International Cycling Union slams Landis for public accusations

The International Cycling Union has hit out at Floyd Landis for his incendiary comments about doping in the sport.

The International Cycling Union has hit out at Floyd Landis for his incendiary comments about doping in the sport.

The disgraced American rider, who was stripped of the 2006 Tour de France title after testing positive for synthetic testosterone, today admitted to drug offences throughout his road-racing career having previously fought a costly and unsuccessful legal battle to clear his name.

Landis sent a series of emails to cycling and anti-doping officials detailing his doping history, which he says began in 2002 when he rode for the US Postal Service team and continued when he moved to Phonak in 2005.

But the 34-year-old, who served a two-year ban following his failed test, also implicated a number of high-profile riders and officials in his emails, and the UCI are disappointed he has made his accusations public.

A statement read: “The International Cycling Union has learned of the declarations made by Mr Floyd Landis and published in the Wall Street Journal.

“The UCI regrets that Mr Landis has publicly accused individuals without allowing sufficient time for the relevant US authorities to investigate.

“An impartial investigation is a fundamental right, as Mr Landis will understand having contested, for two years, the evidence of his breach of the anti-doping rules in 2006.

“The UCI will leave it to the individuals accused by Mr Landis to take the position they see fit with regards to this issue.”

Landis said of his decision to come clean after previously denying having used drugs: “I want to clear my conscience. I don’t want to be part of the problem any more.

“With the benefit of hindsight, and a somewhat different perspective, I made some misjudgements. And, of course, I can sit here and say all day long, ’If I could do it again I’d do something different’, but I just don’t have that choice.
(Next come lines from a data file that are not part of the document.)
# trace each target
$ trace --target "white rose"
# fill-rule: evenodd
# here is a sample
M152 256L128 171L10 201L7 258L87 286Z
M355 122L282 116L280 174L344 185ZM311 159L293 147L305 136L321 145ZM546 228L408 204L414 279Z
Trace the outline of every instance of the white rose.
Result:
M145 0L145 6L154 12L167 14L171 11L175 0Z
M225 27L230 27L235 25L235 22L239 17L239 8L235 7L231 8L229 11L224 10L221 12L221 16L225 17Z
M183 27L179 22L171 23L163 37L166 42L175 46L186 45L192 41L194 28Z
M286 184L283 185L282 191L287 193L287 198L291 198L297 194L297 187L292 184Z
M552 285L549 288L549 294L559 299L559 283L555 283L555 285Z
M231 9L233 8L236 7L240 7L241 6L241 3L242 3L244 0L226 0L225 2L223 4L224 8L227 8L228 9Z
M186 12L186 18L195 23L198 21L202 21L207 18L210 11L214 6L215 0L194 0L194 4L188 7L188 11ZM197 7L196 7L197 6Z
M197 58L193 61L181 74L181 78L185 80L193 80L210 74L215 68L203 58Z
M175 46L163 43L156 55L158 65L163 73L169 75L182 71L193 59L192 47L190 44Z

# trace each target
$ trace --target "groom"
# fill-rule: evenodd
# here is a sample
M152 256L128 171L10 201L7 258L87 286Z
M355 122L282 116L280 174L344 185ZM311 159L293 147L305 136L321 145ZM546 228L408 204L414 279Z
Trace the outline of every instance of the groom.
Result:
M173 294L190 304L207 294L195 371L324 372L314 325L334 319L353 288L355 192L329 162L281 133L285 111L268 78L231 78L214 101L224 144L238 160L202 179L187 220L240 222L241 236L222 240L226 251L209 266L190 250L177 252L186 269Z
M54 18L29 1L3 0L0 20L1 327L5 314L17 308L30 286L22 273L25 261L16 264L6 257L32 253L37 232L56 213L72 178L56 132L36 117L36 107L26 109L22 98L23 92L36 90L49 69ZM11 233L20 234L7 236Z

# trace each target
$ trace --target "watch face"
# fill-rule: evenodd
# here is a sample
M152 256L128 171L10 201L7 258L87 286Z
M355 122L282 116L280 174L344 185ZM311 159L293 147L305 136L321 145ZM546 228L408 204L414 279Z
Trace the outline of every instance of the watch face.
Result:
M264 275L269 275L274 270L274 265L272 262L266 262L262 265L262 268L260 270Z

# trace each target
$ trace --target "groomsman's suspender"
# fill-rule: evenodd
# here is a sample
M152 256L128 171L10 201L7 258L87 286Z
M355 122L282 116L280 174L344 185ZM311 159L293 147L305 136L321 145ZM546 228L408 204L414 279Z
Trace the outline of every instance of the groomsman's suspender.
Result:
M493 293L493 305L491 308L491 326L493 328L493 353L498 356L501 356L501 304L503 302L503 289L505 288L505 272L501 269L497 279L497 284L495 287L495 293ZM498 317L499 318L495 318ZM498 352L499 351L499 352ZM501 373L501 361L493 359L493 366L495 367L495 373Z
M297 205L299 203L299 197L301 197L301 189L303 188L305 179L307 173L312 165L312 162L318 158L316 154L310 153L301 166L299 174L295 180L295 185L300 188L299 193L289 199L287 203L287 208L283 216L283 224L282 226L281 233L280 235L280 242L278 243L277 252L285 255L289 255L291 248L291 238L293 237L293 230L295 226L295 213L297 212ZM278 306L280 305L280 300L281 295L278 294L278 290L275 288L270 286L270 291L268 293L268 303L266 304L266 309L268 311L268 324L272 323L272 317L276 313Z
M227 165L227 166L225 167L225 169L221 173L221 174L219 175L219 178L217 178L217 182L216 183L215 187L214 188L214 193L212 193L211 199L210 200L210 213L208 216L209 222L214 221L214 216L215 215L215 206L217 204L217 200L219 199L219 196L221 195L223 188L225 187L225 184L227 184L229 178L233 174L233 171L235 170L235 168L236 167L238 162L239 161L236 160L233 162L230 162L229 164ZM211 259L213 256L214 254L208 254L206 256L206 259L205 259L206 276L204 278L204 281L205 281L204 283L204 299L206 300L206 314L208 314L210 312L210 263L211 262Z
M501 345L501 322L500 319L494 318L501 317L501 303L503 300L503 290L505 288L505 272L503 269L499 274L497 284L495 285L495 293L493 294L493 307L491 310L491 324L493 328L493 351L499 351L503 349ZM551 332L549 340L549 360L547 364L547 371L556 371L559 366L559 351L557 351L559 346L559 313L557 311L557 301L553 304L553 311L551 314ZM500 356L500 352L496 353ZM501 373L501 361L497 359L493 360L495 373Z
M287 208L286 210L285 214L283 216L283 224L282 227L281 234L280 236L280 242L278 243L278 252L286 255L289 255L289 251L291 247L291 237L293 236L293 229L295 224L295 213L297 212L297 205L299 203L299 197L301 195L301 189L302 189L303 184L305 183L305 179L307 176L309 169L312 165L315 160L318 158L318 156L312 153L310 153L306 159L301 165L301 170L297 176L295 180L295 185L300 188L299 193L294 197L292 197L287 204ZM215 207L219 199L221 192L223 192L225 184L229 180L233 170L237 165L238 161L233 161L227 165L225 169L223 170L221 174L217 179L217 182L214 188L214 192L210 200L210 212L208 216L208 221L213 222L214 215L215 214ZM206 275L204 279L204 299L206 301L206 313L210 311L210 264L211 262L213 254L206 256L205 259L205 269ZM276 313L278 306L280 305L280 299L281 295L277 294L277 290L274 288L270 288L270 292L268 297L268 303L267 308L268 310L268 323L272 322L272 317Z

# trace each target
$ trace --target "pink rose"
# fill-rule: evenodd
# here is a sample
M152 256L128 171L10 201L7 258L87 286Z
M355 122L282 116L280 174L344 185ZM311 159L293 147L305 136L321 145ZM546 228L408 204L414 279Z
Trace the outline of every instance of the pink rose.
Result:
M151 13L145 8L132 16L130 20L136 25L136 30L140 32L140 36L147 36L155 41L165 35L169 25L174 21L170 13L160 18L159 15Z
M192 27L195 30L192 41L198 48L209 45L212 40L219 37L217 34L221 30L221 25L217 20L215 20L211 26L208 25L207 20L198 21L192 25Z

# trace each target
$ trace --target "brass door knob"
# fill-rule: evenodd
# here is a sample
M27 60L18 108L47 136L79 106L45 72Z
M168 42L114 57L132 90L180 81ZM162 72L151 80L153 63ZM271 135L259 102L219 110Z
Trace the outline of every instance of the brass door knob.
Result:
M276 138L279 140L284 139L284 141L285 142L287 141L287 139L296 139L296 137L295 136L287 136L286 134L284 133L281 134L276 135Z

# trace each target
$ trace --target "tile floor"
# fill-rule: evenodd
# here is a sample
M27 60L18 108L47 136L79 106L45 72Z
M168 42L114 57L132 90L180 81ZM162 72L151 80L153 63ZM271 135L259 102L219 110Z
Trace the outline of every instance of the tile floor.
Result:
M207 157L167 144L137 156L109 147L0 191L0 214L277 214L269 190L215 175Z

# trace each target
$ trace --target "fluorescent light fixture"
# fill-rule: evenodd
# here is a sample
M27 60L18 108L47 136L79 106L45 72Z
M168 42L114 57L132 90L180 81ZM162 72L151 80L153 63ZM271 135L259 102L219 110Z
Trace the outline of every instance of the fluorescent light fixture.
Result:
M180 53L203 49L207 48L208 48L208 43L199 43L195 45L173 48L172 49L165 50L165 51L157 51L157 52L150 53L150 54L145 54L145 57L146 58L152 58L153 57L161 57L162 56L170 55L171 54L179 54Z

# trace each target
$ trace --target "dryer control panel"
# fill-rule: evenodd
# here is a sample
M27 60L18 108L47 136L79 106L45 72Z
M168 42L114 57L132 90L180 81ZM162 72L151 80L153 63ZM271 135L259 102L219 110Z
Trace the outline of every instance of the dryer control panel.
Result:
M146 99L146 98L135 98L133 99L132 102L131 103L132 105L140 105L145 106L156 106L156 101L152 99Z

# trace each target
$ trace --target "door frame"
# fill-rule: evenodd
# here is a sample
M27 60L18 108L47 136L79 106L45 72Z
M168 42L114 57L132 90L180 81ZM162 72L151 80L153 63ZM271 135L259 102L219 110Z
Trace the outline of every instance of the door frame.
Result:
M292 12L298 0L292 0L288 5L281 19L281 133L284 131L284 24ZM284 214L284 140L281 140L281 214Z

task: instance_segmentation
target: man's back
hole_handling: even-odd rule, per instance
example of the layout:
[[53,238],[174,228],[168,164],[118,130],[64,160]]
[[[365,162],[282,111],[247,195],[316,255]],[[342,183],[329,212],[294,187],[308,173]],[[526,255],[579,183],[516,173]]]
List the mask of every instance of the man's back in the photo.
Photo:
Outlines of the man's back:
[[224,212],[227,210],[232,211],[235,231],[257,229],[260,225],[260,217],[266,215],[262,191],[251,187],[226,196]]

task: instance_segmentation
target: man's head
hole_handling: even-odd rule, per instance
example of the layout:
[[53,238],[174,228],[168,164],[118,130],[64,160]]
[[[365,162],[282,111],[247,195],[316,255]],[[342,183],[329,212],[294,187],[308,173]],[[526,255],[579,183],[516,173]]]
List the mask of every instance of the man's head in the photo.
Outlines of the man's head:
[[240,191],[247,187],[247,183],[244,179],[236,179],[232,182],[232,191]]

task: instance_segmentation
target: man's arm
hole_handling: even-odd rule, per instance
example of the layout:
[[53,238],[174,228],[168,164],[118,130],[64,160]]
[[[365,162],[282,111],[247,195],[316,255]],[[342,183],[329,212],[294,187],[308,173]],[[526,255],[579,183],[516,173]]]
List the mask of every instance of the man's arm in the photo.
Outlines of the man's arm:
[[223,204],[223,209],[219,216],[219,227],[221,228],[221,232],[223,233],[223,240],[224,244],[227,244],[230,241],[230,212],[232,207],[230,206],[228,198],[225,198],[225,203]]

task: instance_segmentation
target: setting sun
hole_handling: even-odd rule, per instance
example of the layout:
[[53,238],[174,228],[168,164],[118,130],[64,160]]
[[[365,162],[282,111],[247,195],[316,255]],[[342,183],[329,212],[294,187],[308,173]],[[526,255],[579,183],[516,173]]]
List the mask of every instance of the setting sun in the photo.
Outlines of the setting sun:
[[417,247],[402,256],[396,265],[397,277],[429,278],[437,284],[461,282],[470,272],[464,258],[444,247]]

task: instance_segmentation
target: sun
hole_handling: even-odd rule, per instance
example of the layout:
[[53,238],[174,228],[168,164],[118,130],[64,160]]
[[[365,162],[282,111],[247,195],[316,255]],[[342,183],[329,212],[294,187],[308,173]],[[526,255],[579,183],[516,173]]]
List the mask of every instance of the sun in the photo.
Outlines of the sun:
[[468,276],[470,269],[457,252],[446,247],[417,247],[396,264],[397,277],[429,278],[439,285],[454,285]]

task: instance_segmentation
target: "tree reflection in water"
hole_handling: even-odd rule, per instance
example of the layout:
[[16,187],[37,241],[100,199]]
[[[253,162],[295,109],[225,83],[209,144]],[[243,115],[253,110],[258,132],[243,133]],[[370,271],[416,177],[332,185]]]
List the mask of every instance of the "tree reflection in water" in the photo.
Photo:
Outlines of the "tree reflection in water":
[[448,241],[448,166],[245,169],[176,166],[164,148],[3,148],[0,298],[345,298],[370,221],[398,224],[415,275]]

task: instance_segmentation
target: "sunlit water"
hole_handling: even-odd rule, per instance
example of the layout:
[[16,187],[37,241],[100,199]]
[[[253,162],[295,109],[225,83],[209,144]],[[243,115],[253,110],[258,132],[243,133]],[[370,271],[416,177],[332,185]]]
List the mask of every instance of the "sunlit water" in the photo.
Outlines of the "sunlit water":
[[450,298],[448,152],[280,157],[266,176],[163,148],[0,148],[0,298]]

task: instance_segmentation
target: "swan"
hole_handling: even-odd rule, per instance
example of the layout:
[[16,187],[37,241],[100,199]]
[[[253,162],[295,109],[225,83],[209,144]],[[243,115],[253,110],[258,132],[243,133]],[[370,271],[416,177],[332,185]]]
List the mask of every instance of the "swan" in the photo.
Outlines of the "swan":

“I don’t feel guilty at all about having doped. I did what I did because that’s what we did and it was a choice I had to make after 10 years or 12 years of hard work to get there, and that was a decision I had to make to make the next step.

“My choices were, do it and see if I can win, or don’t do it and I tell people, ’I just don’t want to do that’, and I decided to do it.”

The American has revealed his decision to tell all now was partly because the World Anti-Doping Agency’s statute of limitations for doping offences of eight years meant his evidence would shortly become unusable.

He continued on espn.com: “Now we’ve come to the point where the statute of limitations on the things I know is going to run out or start to run out next month. If I don’t say something now, then it’s pointless to ever say it.”

Landis, though, still denies taking testosterone during the 2006 Tour de France.

“There must be some other explanation, whether it was done wrong or I don’t know what,” he said.

“The problem I have with even bothering to argue it is I have used testosterone in the past and I have used it in other Tours, and it’s going to sound kind of foolish to say I didn’t.”

WADA president John Fahey issued a statement cautiously welcoming Landis’ revelations.

“WADA is aware of the serious allegations made by Mr Landis,” the statement read. “We are very interested in learning more about this matter and we will liaise with the United States Anti-Doping Agency (USADA) and any other authorities with appropriate jurisdiction to get to the heart of the issues raised. WADA looks forward to these further investigations and enquiries by those responsible.

“Generally speaking, WADA encourages everyone with knowledge of banned practices in sport, including athletes who were caught cheating and who denied the evidence for years, to be forthcoming in disclosing the information they may have to the proper authorities.

“This will further contribute to clean sport and strengthen existing anti-doping programmes for the good of clean athletes worldwide.”

Former Phonak boss Andy Rihs, meanwhile, insisted Landis had acted alone and that the team had no knowledge of his doping activities.

“Neither I nor the management of the team knew that Floyd Landis was doped,” Rihs said in the statement.

“His present statements... are lies. It is probably a last tragic attempt by Landis to once again gain public recognition whilst step by step he has lost this in the last few years. It is sad to have to see such a thing.”